À cette pensée, je redoutais que mon père ne pense que c'était intentionnel de ma part et qu'il ne me fasse une remarque cinglante, si ce n’était plus. J’en étais déjà fatigué. Sans parler que demain, nous devions faire l’interview.
— On a un souci, reprit Victoria.
— Encore ?
— On dirait que ça ne s'arrête jamais.
— Je suis totalement d’accord, ça ne s’arrête jamais. Quel est le problème alors ?
— On devait aller chercher la bague de fiançailles.
— Ce n’est pas un problème, lui rétorquai-je.
— Comment ça ?
— Je peux demander à mon assistante d’aller la chercher.
Je l’appelai donc et lui demandai de la bague déposer chez moi. Le gardien la garderait le temps que je rentre.
— Tu ne la remercies jamais ? m’interrogea Victoria.
— Non, pourquoi je le ferais ?
— Peut-être parce que ça s'appelle le respect ?
— Je la paye pour ça.
— Et alors ?
— Quand tu achètes un produit, tu ne remercies pas le vendeur pour la qualité du produit ou du fait qu’il fonctionne. C’est normal qu’il satisfasse ta demande puisque tu l’as acheté, on est d’accord ?
— Oui, mais je ne vois pas où tu veux en venir.
— J’achète son travail, il est donc normal qu’elle travaille correctement sinon elle est virée, lui rétorquai-je bien que cela me paraissait évident.
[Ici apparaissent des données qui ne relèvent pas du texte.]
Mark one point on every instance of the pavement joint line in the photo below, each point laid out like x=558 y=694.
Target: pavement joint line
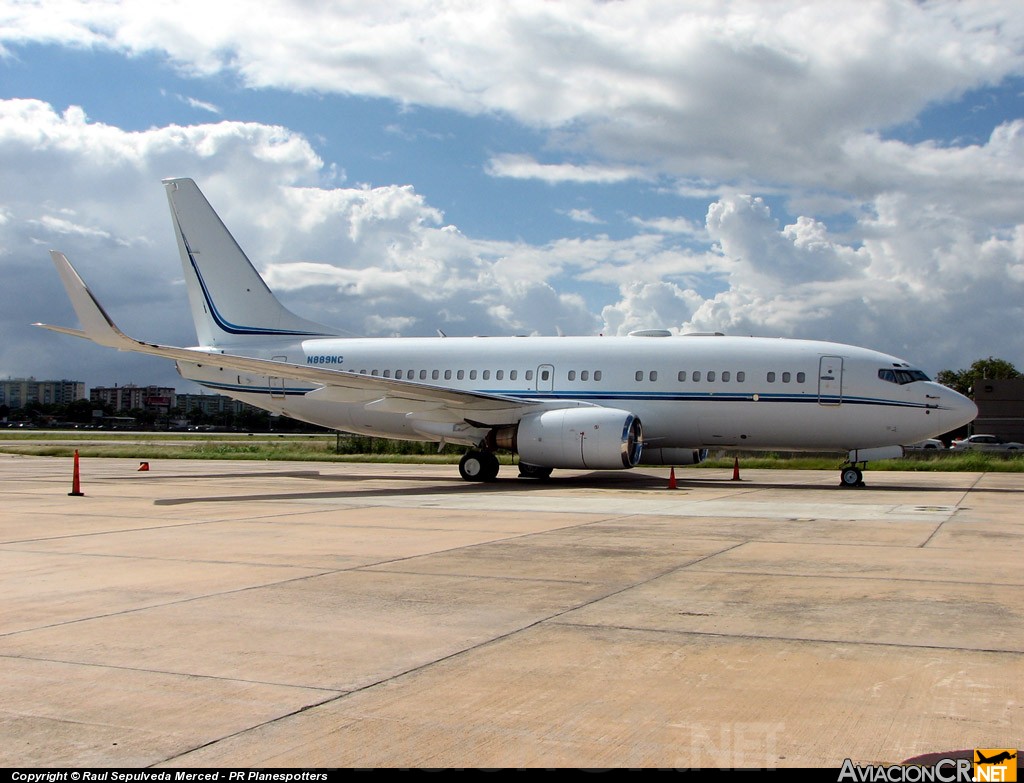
x=956 y=509
x=176 y=602
x=797 y=640
x=167 y=672
x=882 y=577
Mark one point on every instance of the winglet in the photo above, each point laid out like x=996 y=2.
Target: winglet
x=96 y=324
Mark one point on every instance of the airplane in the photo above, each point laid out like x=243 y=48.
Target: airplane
x=590 y=402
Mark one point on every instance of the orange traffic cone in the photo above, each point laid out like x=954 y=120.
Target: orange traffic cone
x=76 y=484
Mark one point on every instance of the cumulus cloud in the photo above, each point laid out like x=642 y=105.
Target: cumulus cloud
x=748 y=107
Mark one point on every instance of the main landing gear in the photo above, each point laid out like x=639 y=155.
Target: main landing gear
x=478 y=466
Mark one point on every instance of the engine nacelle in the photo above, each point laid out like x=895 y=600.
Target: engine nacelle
x=674 y=455
x=594 y=438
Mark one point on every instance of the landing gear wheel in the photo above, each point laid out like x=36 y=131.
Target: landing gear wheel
x=534 y=471
x=851 y=477
x=478 y=466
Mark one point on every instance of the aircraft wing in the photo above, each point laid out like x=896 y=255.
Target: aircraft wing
x=446 y=404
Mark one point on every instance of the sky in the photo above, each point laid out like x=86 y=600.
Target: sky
x=845 y=171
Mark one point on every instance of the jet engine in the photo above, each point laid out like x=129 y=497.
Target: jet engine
x=593 y=438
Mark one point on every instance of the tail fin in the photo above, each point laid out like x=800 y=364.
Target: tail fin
x=229 y=300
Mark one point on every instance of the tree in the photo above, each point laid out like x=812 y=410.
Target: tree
x=964 y=380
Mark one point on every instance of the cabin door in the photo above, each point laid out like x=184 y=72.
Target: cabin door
x=830 y=381
x=276 y=383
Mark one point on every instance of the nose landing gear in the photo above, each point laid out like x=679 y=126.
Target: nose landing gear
x=851 y=476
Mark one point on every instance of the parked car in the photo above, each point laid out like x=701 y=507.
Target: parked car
x=985 y=443
x=927 y=445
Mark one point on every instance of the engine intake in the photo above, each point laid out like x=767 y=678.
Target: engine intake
x=600 y=438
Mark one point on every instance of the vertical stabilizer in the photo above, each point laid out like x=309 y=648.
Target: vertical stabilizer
x=230 y=303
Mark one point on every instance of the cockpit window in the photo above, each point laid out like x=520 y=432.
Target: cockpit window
x=902 y=376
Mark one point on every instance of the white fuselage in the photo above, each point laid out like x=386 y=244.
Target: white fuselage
x=689 y=392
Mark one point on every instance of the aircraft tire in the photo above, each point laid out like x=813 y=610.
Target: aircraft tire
x=478 y=466
x=851 y=477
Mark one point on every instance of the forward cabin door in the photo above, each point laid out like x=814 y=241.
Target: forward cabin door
x=830 y=381
x=546 y=378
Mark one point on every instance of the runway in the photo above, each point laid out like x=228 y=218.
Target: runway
x=297 y=614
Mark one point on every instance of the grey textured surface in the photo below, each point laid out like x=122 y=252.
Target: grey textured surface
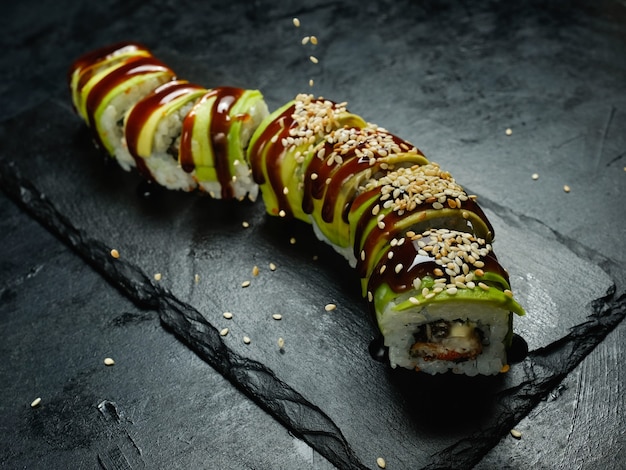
x=448 y=77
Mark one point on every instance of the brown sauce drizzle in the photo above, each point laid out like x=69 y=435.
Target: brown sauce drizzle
x=418 y=267
x=220 y=119
x=274 y=155
x=88 y=62
x=141 y=112
x=136 y=66
x=390 y=220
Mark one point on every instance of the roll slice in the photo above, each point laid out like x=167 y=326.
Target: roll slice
x=442 y=301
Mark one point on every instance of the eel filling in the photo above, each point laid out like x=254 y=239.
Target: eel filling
x=456 y=341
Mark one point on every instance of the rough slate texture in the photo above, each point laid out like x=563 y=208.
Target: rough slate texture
x=450 y=78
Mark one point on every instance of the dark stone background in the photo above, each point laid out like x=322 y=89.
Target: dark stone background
x=448 y=76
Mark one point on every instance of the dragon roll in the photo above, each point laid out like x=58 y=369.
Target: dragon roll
x=420 y=244
x=181 y=135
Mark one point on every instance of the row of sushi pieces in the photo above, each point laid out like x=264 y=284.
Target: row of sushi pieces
x=420 y=244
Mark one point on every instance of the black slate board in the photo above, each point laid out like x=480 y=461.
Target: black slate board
x=466 y=75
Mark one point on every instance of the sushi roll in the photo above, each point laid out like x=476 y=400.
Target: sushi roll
x=181 y=135
x=420 y=244
x=106 y=83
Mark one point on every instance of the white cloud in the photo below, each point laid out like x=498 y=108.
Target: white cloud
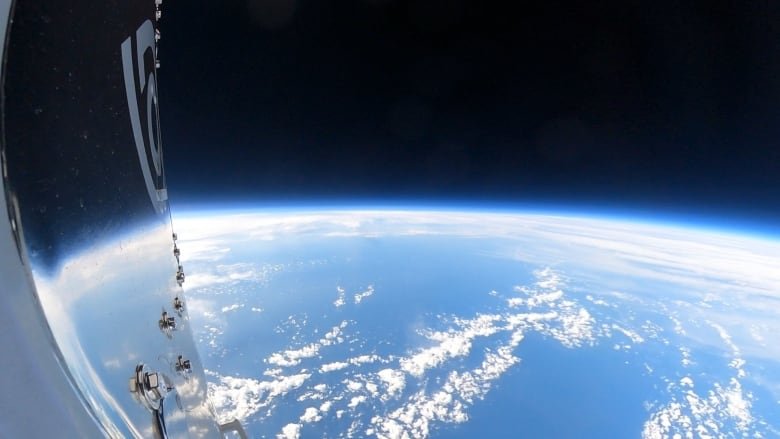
x=312 y=414
x=356 y=400
x=363 y=294
x=293 y=357
x=330 y=367
x=239 y=398
x=394 y=380
x=290 y=431
x=341 y=299
x=232 y=307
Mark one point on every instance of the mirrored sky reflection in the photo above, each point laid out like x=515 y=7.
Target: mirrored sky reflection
x=666 y=298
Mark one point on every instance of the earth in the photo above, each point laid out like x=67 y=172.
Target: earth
x=463 y=324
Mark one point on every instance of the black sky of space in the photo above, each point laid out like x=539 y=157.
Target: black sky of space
x=672 y=103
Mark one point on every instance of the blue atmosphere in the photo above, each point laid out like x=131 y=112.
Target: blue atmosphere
x=415 y=323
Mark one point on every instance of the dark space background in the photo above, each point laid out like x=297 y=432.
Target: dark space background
x=661 y=105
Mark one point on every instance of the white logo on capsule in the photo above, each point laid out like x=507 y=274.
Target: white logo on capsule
x=144 y=40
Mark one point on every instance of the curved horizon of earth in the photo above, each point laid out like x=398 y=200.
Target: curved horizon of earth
x=415 y=324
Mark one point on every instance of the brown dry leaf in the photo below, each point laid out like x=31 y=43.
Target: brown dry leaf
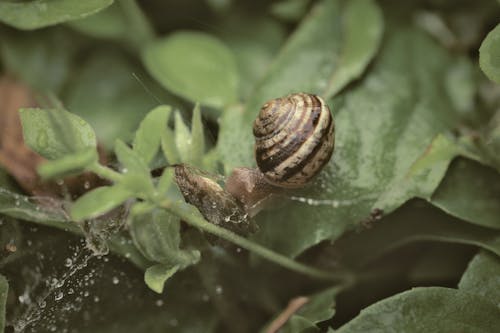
x=18 y=159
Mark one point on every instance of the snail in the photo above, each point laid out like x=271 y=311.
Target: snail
x=294 y=140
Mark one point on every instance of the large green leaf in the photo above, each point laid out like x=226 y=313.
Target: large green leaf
x=362 y=25
x=41 y=59
x=34 y=14
x=415 y=222
x=123 y=20
x=4 y=288
x=195 y=66
x=482 y=277
x=385 y=153
x=54 y=133
x=119 y=101
x=471 y=192
x=432 y=309
x=489 y=55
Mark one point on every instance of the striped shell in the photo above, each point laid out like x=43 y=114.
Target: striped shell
x=294 y=139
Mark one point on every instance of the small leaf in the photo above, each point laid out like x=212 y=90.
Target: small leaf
x=34 y=14
x=4 y=288
x=183 y=139
x=432 y=309
x=470 y=191
x=156 y=276
x=363 y=24
x=156 y=233
x=68 y=164
x=168 y=146
x=130 y=159
x=197 y=138
x=54 y=133
x=482 y=277
x=99 y=201
x=195 y=66
x=489 y=55
x=148 y=136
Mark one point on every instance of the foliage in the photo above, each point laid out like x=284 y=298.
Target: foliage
x=368 y=246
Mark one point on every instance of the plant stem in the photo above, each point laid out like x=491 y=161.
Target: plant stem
x=186 y=214
x=105 y=172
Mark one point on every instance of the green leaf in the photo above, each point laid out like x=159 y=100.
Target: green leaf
x=489 y=55
x=68 y=164
x=99 y=201
x=197 y=148
x=130 y=159
x=183 y=139
x=319 y=307
x=432 y=309
x=482 y=277
x=195 y=66
x=4 y=288
x=156 y=233
x=168 y=146
x=41 y=59
x=470 y=191
x=55 y=133
x=363 y=24
x=119 y=101
x=156 y=276
x=123 y=20
x=414 y=222
x=148 y=135
x=385 y=126
x=34 y=14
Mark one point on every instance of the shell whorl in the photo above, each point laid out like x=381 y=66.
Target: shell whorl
x=294 y=139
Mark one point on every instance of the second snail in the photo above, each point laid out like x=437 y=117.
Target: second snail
x=294 y=140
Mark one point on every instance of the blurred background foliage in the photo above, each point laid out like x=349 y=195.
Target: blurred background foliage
x=418 y=142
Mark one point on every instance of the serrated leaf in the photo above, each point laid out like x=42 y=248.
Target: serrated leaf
x=156 y=276
x=34 y=14
x=432 y=309
x=470 y=191
x=148 y=135
x=55 y=133
x=99 y=201
x=68 y=164
x=156 y=234
x=362 y=25
x=195 y=66
x=482 y=277
x=4 y=288
x=489 y=53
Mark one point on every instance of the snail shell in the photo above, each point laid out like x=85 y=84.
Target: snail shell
x=294 y=139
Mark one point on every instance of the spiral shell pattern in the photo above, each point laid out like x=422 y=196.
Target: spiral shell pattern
x=294 y=139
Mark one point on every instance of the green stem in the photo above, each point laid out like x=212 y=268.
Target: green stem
x=105 y=172
x=195 y=220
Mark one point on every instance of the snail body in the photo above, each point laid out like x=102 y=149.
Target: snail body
x=294 y=139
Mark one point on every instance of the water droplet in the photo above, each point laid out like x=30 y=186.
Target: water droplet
x=59 y=296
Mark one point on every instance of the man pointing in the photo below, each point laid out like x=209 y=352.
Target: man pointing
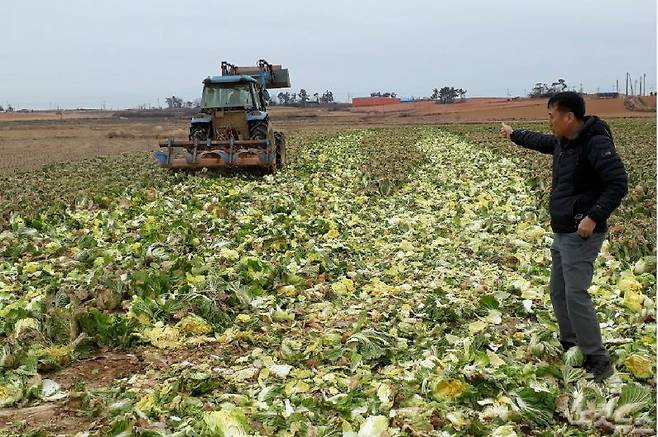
x=589 y=181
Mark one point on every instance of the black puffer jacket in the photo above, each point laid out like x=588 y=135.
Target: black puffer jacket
x=589 y=178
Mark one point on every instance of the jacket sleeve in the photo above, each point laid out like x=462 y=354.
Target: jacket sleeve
x=534 y=140
x=608 y=165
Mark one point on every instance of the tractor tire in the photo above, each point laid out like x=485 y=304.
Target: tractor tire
x=280 y=141
x=258 y=130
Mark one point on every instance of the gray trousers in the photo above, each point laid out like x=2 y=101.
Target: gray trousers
x=572 y=269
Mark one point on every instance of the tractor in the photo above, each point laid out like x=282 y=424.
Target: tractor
x=233 y=128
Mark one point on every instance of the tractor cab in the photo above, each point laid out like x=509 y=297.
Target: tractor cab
x=233 y=127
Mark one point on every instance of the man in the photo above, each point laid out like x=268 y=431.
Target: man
x=589 y=181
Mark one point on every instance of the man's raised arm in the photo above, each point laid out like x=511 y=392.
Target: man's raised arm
x=531 y=140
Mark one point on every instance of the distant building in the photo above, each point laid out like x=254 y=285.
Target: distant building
x=374 y=101
x=612 y=95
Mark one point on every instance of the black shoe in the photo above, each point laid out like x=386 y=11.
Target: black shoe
x=566 y=345
x=600 y=367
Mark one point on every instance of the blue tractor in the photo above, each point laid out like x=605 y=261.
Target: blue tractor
x=233 y=128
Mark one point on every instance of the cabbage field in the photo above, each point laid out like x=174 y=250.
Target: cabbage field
x=387 y=282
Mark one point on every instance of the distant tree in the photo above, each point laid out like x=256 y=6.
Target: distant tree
x=542 y=90
x=447 y=94
x=327 y=97
x=174 y=102
x=303 y=96
x=284 y=98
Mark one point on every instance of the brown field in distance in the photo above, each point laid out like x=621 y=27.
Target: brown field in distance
x=31 y=140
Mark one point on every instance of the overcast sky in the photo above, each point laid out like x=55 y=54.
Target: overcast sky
x=82 y=53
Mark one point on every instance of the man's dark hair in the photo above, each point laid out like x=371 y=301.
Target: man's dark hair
x=569 y=101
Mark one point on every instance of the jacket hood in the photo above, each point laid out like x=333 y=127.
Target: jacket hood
x=594 y=126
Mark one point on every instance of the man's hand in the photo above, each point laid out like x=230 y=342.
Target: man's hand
x=586 y=228
x=506 y=131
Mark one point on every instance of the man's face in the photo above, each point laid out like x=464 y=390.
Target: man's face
x=559 y=121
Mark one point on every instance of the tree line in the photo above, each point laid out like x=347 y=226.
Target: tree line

— Mais toi, tu n’aimerais pas qu’on te remercie ? Qu’on valorise ton travail ?
— Non, c’est mon boulot, c’est normal que je le fasse correctement. Sans compter que des millions d’emplois dépendent de moi.
— Parfois, je ne te comprends vraiment pas.
— Comment ça ?
— Je ne sais pas. J’ai l’impression que tu vis dans un autre monde.
Alors que nous attendions avec impatience des nouvelles du garage, je laissai mon regard errer autour du salon, imprégnant chaque détail de ce refuge temporaire. Dans l'atmosphère chaleureuse et paisible de cette maison, je sentais que, malgré tout, nous allions nous en sortir.